From this latter order the defendants have appealed and present the single error, to wit, that the trial court erred as a matter of law in dismissing the appeal for the reason that it involved less than $20. In our opinion the order and judgment of the trial court dismissing the appeal from the justice of the peace court to the county court must be reversed. 39 O. S. 1941 § 250 provides that an appeal may be taken from a final judgment of a justice of the peace court, but provides that no appeal shall be taken from an action involving less than $20. In Tulsa Cab Co. v.

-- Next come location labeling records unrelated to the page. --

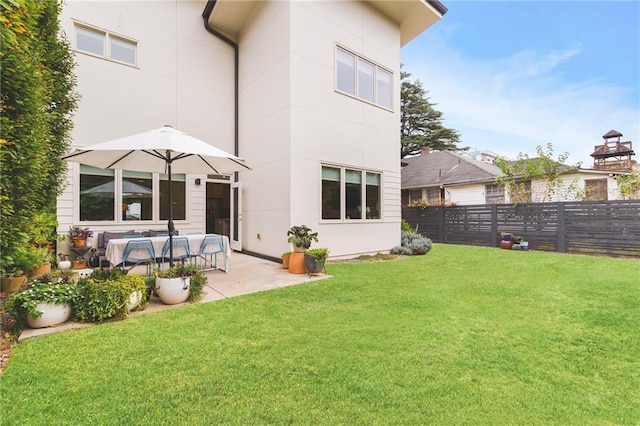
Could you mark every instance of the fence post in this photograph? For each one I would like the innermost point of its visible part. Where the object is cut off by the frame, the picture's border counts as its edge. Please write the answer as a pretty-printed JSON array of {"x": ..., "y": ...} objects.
[
  {"x": 561, "y": 236},
  {"x": 494, "y": 226}
]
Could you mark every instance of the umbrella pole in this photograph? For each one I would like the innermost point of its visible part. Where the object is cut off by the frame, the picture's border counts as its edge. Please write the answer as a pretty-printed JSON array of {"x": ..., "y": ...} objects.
[{"x": 171, "y": 228}]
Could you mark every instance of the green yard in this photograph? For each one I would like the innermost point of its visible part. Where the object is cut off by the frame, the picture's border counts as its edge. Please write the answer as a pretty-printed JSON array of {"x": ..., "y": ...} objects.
[{"x": 463, "y": 335}]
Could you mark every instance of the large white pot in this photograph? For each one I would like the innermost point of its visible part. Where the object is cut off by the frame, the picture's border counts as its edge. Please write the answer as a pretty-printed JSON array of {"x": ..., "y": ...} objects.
[
  {"x": 52, "y": 314},
  {"x": 173, "y": 290}
]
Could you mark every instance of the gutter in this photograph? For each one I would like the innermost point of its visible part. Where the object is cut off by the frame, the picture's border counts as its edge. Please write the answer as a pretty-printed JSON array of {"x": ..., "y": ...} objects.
[
  {"x": 438, "y": 6},
  {"x": 206, "y": 14}
]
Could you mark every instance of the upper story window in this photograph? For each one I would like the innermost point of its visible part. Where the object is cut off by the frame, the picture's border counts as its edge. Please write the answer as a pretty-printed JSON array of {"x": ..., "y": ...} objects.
[
  {"x": 361, "y": 78},
  {"x": 104, "y": 44}
]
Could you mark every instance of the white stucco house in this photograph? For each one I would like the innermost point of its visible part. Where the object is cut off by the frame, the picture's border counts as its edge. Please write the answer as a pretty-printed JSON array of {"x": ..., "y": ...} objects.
[{"x": 307, "y": 92}]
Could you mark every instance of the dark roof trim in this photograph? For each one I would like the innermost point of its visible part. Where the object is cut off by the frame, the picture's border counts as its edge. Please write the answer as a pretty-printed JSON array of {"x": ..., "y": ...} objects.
[{"x": 438, "y": 6}]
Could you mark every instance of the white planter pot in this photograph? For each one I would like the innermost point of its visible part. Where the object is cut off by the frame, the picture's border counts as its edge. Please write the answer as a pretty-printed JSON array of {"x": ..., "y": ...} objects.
[
  {"x": 52, "y": 314},
  {"x": 173, "y": 290},
  {"x": 134, "y": 300}
]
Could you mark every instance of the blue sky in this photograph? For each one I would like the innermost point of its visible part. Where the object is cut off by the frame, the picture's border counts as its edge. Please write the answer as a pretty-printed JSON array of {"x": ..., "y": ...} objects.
[{"x": 514, "y": 75}]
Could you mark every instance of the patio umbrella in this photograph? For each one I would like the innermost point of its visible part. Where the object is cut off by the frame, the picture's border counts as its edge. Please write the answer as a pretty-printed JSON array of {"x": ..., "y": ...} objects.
[
  {"x": 129, "y": 189},
  {"x": 163, "y": 150}
]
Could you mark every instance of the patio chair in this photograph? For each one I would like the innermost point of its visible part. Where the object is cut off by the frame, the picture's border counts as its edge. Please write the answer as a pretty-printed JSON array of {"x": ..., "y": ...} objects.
[
  {"x": 211, "y": 245},
  {"x": 181, "y": 250},
  {"x": 139, "y": 251}
]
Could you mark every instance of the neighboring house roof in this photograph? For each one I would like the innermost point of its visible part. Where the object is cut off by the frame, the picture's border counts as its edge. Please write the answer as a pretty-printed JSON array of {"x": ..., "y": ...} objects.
[{"x": 445, "y": 168}]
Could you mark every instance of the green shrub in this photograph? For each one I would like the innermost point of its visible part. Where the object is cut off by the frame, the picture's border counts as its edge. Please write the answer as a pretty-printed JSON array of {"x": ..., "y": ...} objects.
[
  {"x": 412, "y": 244},
  {"x": 405, "y": 227},
  {"x": 102, "y": 299}
]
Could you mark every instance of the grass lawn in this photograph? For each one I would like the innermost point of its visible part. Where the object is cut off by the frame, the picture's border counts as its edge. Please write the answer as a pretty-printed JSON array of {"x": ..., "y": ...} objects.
[{"x": 463, "y": 335}]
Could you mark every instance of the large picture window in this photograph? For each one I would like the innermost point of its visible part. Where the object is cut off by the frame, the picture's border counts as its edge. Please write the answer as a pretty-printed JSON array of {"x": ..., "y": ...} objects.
[
  {"x": 119, "y": 197},
  {"x": 362, "y": 79},
  {"x": 102, "y": 43},
  {"x": 350, "y": 194},
  {"x": 97, "y": 194}
]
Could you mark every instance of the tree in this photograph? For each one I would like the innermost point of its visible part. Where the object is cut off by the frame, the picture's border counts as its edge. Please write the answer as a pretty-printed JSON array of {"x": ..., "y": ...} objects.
[
  {"x": 420, "y": 123},
  {"x": 36, "y": 104},
  {"x": 517, "y": 176}
]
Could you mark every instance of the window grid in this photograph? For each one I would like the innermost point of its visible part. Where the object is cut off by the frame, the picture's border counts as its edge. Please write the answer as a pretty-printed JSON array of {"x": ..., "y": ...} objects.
[
  {"x": 104, "y": 44},
  {"x": 363, "y": 79},
  {"x": 349, "y": 194}
]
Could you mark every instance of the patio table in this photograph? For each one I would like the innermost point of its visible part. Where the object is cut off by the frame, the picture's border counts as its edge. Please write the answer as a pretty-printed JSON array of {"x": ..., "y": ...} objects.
[{"x": 115, "y": 247}]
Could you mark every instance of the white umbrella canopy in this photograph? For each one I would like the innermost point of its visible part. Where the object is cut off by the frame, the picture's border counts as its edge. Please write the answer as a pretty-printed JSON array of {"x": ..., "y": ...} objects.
[
  {"x": 155, "y": 150},
  {"x": 164, "y": 150}
]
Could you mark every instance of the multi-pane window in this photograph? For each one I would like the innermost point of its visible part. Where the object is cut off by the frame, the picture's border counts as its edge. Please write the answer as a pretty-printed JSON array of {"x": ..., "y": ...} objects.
[
  {"x": 433, "y": 194},
  {"x": 595, "y": 189},
  {"x": 129, "y": 196},
  {"x": 415, "y": 195},
  {"x": 350, "y": 194},
  {"x": 363, "y": 79},
  {"x": 494, "y": 194},
  {"x": 102, "y": 43},
  {"x": 97, "y": 194}
]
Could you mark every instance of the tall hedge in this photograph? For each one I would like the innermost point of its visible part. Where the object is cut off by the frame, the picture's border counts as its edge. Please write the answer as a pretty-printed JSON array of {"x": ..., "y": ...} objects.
[{"x": 36, "y": 105}]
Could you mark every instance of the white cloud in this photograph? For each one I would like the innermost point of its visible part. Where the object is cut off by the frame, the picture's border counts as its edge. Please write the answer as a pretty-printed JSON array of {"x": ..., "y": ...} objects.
[{"x": 513, "y": 104}]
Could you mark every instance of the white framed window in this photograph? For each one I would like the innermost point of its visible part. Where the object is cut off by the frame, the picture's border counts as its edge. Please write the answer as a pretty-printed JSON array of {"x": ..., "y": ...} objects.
[
  {"x": 494, "y": 194},
  {"x": 350, "y": 194},
  {"x": 363, "y": 79},
  {"x": 105, "y": 44},
  {"x": 125, "y": 196}
]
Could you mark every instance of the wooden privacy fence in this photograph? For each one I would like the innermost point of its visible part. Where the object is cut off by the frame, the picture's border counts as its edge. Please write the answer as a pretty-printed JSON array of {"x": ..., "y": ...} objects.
[{"x": 610, "y": 228}]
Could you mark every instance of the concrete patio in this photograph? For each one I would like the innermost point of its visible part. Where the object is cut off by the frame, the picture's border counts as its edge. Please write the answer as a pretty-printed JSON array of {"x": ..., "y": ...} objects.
[{"x": 247, "y": 274}]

Warfield, 188 Okla. 642, 112 P.2d 366, this court held that where an action is brought before the justice of the peace for an amount less than $20 and the defendant filed a cross-action claiming $42, the court could not limit the right to appeal where the judgment was for the plaintiff for only $10. We hold that the rule is applicable in this case, and that the plaintiff could not by reducing his claim after judgment for $17.50, below the $20 provided by 39 O. S. 1941 § 250, prevent the right of defendants to appeal and present their case de novo. See, in this connection, Albaugh Bros. Dover Co. v. White, 26 Okla. 24, 108 P.2d 360; Jennings v. Johnston, 52 Okla. 443, 152 P. 606; Turner v. Pickering,175 Okla. 608, 53 P.2d 1124; Tulsa Cab Co. v. Warfield, supra.

The cause is reversed and remanded, with directions to the trial court to vacate its order dismissing the appeal from the justice of the peace court and enter judgment for the defendants for $46.20, together with costs of the action.